Unleashing Low-Bit Inference on Ascend NPUs: A Comprehensive Evaluation of HiFloat Formats

Imagine you have a massive library of books (these are Large Language Models or LLMs, like the ones powering advanced AI). These books are so huge that they don't fit on a single bookshelf; they require a whole warehouse. To make them easier to carry and read quickly, we need to shrink them down. This process is called Quantization.

Think of quantization like compressing a high-resolution photo into a smaller file size. You want to make it small enough to fit in your pocket without losing the details that make the picture recognizable.

For a long time, the standard way to shrink these AI models was to use Integers (whole numbers like 1, 2, 3). It's like trying to describe a painting using only a limited palette of solid blocks of color. It works well for simple shapes, but when the painting has subtle gradients, shadows, or sudden bright flashes (what AI researchers call "outliers"), the integer method gets blurry.

The Problem: The "One-Size-Fits-All" Trap

The paper argues that as AI models get smarter, they become more chaotic. Their data has wild swings—sometimes very small numbers, sometimes huge spikes.

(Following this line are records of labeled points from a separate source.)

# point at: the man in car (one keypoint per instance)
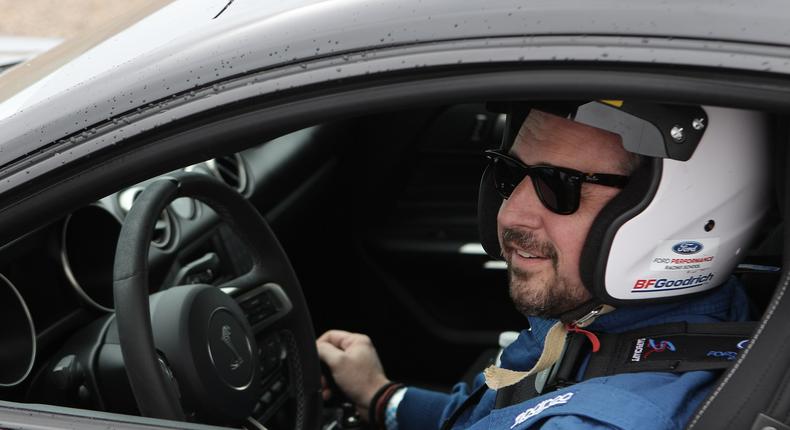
(584, 192)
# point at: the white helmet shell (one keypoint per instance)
(704, 212)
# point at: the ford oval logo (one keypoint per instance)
(688, 247)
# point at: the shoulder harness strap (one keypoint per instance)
(674, 347)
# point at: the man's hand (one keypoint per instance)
(354, 364)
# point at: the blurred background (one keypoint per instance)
(58, 18)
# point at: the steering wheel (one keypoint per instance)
(194, 352)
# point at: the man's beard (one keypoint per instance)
(550, 296)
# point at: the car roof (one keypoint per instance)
(189, 44)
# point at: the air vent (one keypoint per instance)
(230, 170)
(164, 231)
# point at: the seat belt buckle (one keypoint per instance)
(564, 371)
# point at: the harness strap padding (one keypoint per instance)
(497, 377)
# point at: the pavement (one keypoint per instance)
(59, 18)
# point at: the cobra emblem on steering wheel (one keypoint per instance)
(235, 364)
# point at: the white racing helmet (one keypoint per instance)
(687, 213)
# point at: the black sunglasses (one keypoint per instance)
(558, 188)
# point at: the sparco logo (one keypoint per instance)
(687, 247)
(540, 407)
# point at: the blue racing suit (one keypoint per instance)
(645, 400)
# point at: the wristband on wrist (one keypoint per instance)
(378, 404)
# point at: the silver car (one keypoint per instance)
(232, 146)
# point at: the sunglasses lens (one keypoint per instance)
(507, 176)
(558, 190)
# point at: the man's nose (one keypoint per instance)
(523, 208)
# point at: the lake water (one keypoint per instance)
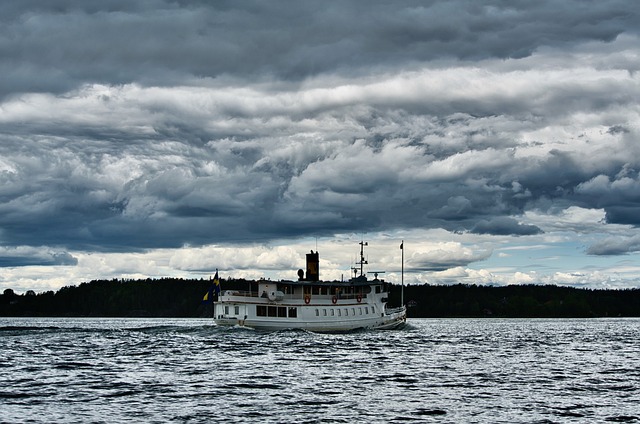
(434, 370)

Integers (INT8/INT4) are like a ruler with evenly spaced marks. If you try to measure a tiny ant and a giant elephant with the same ruler, you either lose the detail of the ant or run out of room for the elephant.
Floating-Point (FP) formats are like a zoomable lens. They can focus on tiny details or zoom out to see huge things, but they can be inefficient if you don't need that much zoom.

The Solution: HiFloat (The "Smart Shrinker")

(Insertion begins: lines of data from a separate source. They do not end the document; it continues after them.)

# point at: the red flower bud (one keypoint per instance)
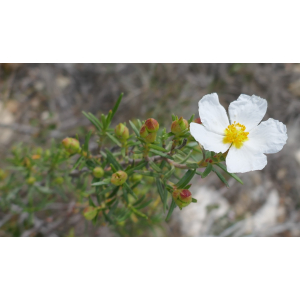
(90, 212)
(182, 197)
(119, 178)
(179, 126)
(152, 125)
(122, 132)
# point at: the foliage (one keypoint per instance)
(114, 185)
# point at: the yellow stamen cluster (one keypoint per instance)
(235, 134)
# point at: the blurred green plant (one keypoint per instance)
(114, 186)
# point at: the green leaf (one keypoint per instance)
(79, 160)
(86, 141)
(138, 212)
(130, 191)
(172, 207)
(186, 158)
(103, 120)
(185, 179)
(145, 173)
(160, 153)
(223, 167)
(43, 189)
(93, 120)
(134, 128)
(143, 205)
(170, 173)
(140, 200)
(207, 170)
(152, 146)
(155, 167)
(163, 193)
(221, 177)
(139, 166)
(114, 139)
(103, 182)
(113, 160)
(115, 108)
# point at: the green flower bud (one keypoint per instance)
(119, 178)
(152, 125)
(149, 137)
(179, 126)
(31, 180)
(59, 180)
(98, 172)
(71, 145)
(182, 197)
(122, 132)
(90, 212)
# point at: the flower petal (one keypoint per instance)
(213, 114)
(209, 140)
(245, 159)
(269, 136)
(248, 111)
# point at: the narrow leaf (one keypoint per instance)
(207, 170)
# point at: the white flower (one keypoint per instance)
(246, 139)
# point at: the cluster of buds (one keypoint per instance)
(182, 197)
(122, 132)
(179, 126)
(119, 178)
(71, 145)
(149, 130)
(98, 172)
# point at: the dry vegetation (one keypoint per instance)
(38, 101)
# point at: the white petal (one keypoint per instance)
(248, 111)
(245, 159)
(269, 136)
(213, 114)
(209, 140)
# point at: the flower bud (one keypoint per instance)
(71, 145)
(182, 197)
(3, 174)
(98, 172)
(35, 156)
(179, 126)
(90, 212)
(122, 132)
(31, 180)
(119, 178)
(137, 177)
(59, 180)
(149, 137)
(198, 121)
(152, 125)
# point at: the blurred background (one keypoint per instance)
(43, 101)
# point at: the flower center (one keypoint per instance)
(235, 134)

The authors from Huawei introduce a new family of formats called HiFloat (specifically HiF8 and HiF4). Think of HiFloat as a smart, adaptive suitcase designed specifically for the Huawei Ascend NPU chips (the hardware the AI runs on).

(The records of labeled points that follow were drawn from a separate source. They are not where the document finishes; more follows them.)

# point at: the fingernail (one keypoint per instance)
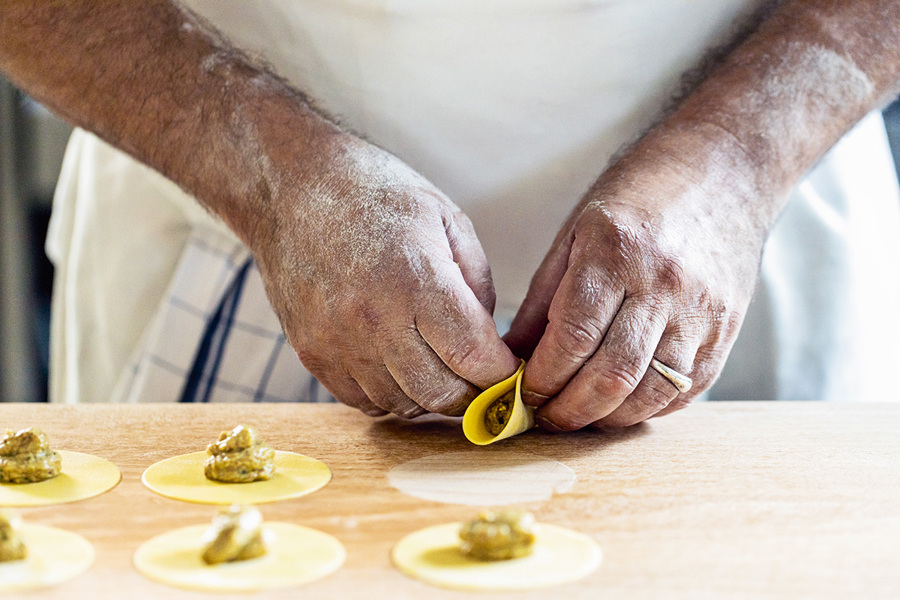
(546, 425)
(533, 398)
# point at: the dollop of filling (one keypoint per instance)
(26, 457)
(235, 534)
(496, 417)
(11, 546)
(239, 457)
(498, 535)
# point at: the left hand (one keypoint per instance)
(659, 259)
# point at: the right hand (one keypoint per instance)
(381, 285)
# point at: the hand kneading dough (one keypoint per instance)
(182, 478)
(295, 555)
(83, 476)
(54, 556)
(559, 556)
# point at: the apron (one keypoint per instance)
(511, 107)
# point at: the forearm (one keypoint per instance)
(151, 79)
(778, 102)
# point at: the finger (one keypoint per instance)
(348, 392)
(654, 393)
(531, 319)
(579, 316)
(424, 377)
(612, 374)
(708, 363)
(379, 385)
(469, 255)
(463, 334)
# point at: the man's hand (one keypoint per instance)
(378, 279)
(382, 286)
(658, 260)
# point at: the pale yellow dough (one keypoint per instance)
(432, 555)
(521, 417)
(181, 478)
(54, 556)
(83, 476)
(295, 555)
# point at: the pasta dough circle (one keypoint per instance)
(295, 556)
(83, 476)
(181, 478)
(559, 556)
(54, 556)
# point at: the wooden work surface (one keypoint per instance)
(736, 500)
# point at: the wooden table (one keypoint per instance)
(737, 500)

Here is how it works, broken down by the paper's findings:

1. The 8-Bit Version (HiF8): The "Specialized Tool"

When we shrink the model to 8 bits (a moderate compression):

Weights (The static knowledge): The paper found that for the "static" parts of the AI (the weights, which are like the facts the AI has memorized), the old-school Integer method is actually better. Why? Because the facts are usually clustered in a narrow range. Using a fancy zoom lens (floating point) here is like using a sledgehammer to crack a nut; it wastes space on features you don't need.
Activations (The dynamic thoughts): When the AI is actually thinking and processing a sentence, the numbers swing wildly. Here, HiF8 shines. Its "zoom lens" ability handles the sudden spikes in data much better than the rigid integer ruler.

Analogy: Imagine packing for a trip.

Weights are your clothes: They are predictable. A standard suitcase (Integer) works best.
Activations are your luggage during a chaotic airport rush: Things are flying everywhere. You need a flexible, expandable bag (HiF8) that can stretch to fit the chaos.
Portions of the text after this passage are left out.